Робкая надежда сделала Тимофея покорным, а из покорности родилось набожное чувство.
Когда на востоке обозначился рассвет, Тимофей встал и громко проговорил:
— День божий.
Негнущимися пальцами он коснулся лба и плеч, чувствуя, как это крестное знамение возрождает в нем веру, как она наполняет его душу — вера в доброту бога, о котором он обычно забывал, и людей, которых он порой ненавидел.
«Надо только смиренно просить бога и господ», — думалось ему.
Когда первый луч солнца затрепетал на верхушке соборной главы, вознесшейся под куполом неба, влажным от дыхания росы, Тимофей уже умывался у рыночной колонки. Он доедал последний кусок хлеба, когда солнечные лучи позолотили каждую песчинку вокруг ларьков.
С-восхода солнца бродил Тимофей по пыльным улицам. Сперва он был совсем один, а позже очутился будто в дремучем лесу. Наконец остановился ждать у паперти собора. Дивился на новый дом доктора Посохина, при виде огромных окон которого забыл даже все свои заботы.
— Вот так окна!
Он представил себе рядом с ними покосившиеся, полуслепые окошки собственной избы.
В девять часов над головой его ударил колокол, а вскоре он увидел самого полковника Петра Александровича Обухова.
Тимофею казалось, что вся площадь, как и сам он, повернулась лицом к его барину. Смелость Тимофея толкнула его вслед за Петром Александровичем. Каждый шаг полковника плотен и тверд, как серебряные погоны, и исполнен достоинства, как белая борода праведника. Петр Александрович бросил монету нищему на паперти, и тогда Тимофей, стоявший рядом, осмелился поклониться. Не сразу набрался он духу, чтобы войти в собор следом за Петром Александровичем.
В этом соборе все было крупнее, торжественнее и блистательнее, чем в их, крюковской, церкви. Тимофей, пав духом, чувствовал, что и верующие здесь как-то ближе к богу. Поэтому он остановился у самых дверей среди кучки себе подобных. Но и с этого места он во всю службу не сводил глаз с торжественных плеч Петра Александровича, над которыми, в сиянии белых волос, возвышалась его неподвижная голова. Строгие святые над алтарем, в своих роскошных ризах, вместе с Христом, казались Тимофею всего-навсего свитой Петра Александровича.
В какой-то момент душу Тимофея пронзила тревога, обожгла ему сердце и осталась неутихающим тлеющим страхом.
«Мужик — малый и темный червь на ладони божией. А божья ладонь — это барин, Петр Александрович».
Но вот окончилась служба, двинулись к выходу молившиеся, и Петр Александрович прошествовал к двери в середине толпы; тогда Тимофей вдруг решился на что-то — а на что, он и сам еще не знал. Толпа, теснившаяся за спиной Петра Александровича, увлекла с собой Тимофея. Он поспешил поймать ускользающие мгновения.
— Ваше высокоблагородие…
Тимофей чуть не упал с паперти.
— Ваше высокоблагородие…
Поток людей подхватил его, он ткнулся чуть ли из под ноги Петру Александровичу.
— Ваше высокоблагородие! Тимофей Семенов Лапкин, крестьянин и солдат… с японской войны… Простите, Христа ради…

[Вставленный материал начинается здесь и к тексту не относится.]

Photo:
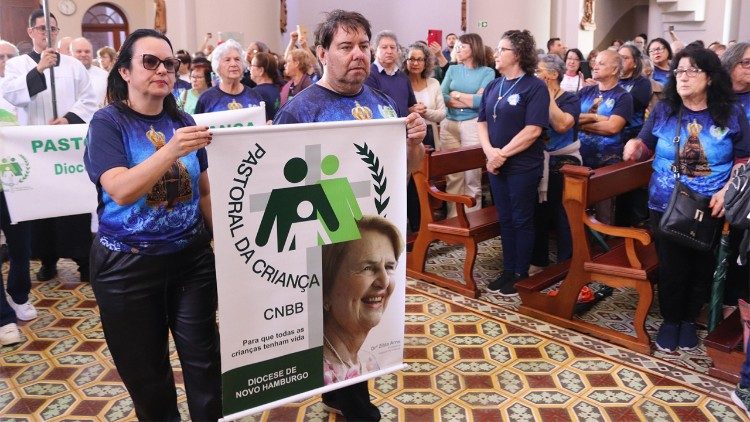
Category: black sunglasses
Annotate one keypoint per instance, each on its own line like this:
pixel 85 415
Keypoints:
pixel 151 62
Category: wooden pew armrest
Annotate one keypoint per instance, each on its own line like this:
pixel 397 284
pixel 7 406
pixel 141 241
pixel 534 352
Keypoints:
pixel 640 235
pixel 631 234
pixel 459 199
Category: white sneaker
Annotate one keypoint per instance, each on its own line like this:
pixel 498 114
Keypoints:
pixel 24 311
pixel 9 334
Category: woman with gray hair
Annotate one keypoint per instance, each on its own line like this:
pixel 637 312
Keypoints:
pixel 227 61
pixel 736 60
pixel 430 105
pixel 560 148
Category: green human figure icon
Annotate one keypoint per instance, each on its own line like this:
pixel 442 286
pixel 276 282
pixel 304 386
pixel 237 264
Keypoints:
pixel 341 196
pixel 10 166
pixel 285 206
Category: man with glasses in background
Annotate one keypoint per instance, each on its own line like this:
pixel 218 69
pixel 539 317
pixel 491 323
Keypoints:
pixel 7 110
pixel 17 236
pixel 28 87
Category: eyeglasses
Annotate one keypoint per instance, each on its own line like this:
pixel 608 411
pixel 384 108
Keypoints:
pixel 43 28
pixel 692 72
pixel 151 62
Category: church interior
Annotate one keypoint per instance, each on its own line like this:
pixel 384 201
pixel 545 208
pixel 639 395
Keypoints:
pixel 471 355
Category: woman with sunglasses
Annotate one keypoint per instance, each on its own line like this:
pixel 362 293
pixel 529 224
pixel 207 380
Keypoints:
pixel 736 61
pixel 714 138
pixel 419 65
pixel 573 79
pixel 264 71
pixel 231 94
pixel 152 266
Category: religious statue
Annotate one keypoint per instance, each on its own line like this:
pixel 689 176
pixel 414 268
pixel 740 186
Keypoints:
pixel 587 22
pixel 282 16
pixel 160 16
pixel 463 15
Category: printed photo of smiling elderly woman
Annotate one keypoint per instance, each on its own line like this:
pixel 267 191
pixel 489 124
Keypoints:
pixel 358 281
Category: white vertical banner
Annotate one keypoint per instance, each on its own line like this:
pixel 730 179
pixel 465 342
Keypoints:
pixel 42 171
pixel 299 273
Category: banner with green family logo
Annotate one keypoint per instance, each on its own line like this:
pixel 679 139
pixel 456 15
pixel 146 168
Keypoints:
pixel 309 224
pixel 42 172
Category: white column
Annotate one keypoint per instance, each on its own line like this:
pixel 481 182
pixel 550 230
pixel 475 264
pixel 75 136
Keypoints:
pixel 181 24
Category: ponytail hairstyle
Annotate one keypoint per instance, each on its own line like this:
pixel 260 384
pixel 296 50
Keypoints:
pixel 117 88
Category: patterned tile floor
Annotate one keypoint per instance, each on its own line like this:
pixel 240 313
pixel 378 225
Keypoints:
pixel 469 360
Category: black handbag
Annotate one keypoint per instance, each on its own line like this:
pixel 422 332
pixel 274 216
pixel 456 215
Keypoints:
pixel 687 219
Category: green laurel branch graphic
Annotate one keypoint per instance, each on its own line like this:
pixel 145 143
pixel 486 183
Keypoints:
pixel 379 181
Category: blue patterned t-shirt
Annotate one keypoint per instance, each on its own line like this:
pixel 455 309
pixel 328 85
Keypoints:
pixel 319 104
pixel 214 99
pixel 745 101
pixel 601 150
pixel 640 89
pixel 167 218
pixel 707 151
pixel 568 103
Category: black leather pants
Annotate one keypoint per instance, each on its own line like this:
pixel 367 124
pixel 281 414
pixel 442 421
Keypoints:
pixel 141 299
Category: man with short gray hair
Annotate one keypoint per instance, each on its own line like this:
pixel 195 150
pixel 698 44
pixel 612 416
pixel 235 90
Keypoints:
pixel 605 109
pixel 386 75
pixel 82 50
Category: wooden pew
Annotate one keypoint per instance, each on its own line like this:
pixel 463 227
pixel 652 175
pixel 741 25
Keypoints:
pixel 466 228
pixel 724 347
pixel 631 261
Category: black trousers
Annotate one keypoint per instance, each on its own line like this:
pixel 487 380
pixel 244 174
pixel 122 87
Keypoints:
pixel 62 237
pixel 685 277
pixel 141 299
pixel 354 402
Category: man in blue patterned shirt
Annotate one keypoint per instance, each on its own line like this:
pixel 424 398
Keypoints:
pixel 343 47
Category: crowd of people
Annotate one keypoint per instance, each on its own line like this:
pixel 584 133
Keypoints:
pixel 530 110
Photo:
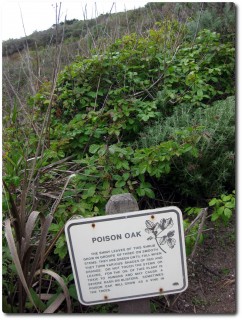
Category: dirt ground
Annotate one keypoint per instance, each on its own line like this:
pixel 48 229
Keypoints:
pixel 211 274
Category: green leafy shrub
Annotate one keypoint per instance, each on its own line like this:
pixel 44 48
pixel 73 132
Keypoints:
pixel 212 172
pixel 223 207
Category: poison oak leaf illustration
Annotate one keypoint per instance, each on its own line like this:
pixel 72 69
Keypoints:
pixel 171 242
pixel 157 228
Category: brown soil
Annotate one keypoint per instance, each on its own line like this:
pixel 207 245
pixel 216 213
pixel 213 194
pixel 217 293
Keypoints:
pixel 211 274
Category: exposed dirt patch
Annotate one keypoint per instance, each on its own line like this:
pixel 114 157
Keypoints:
pixel 212 288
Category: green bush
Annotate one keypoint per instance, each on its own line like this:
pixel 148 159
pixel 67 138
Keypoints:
pixel 212 172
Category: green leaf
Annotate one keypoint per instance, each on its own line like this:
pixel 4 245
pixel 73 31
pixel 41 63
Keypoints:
pixel 226 198
pixel 227 213
pixel 212 202
pixel 149 193
pixel 91 191
pixel 94 148
pixel 126 176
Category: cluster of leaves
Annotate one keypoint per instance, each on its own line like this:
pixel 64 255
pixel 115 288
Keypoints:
pixel 223 207
pixel 212 172
pixel 220 211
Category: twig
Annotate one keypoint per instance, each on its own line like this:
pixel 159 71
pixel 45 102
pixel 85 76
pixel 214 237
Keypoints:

Здесь, на паперти, где еще пахло свечами и ладаном, где раздавали милостыню хромым, слепым, юродивым и убогим, Петр Александрович бывал исполнен строгой, но благожелательной торжественности. Ветер пушил его бороду, и люди обходили его почтительно и робко.
— Ну, старый, — произнес он без злобы, — ты как ребенок! Разве вчера тебе не сказали?
Петр Александрович изволил даже остановиться.
— Когда к тебе взывает царь, наместник бога, то это все равно, как если б к тебе взывал сам бог. Грешно противиться воле божией. Ко мне вот царю взывать не пришлось — я сам пошел.
— Ваше высокоблагородие!.. Как перед господом богом… Рад служить богу и царю… служил ведь в японскую… бог свидетель… преданно служил… Вместе с вашим высокоблагородием…
Тогда Петр Александрович остановился вторично, и остановка эта была определеннее и дольше. Он пристально и строго вгляделся в лицо мужика.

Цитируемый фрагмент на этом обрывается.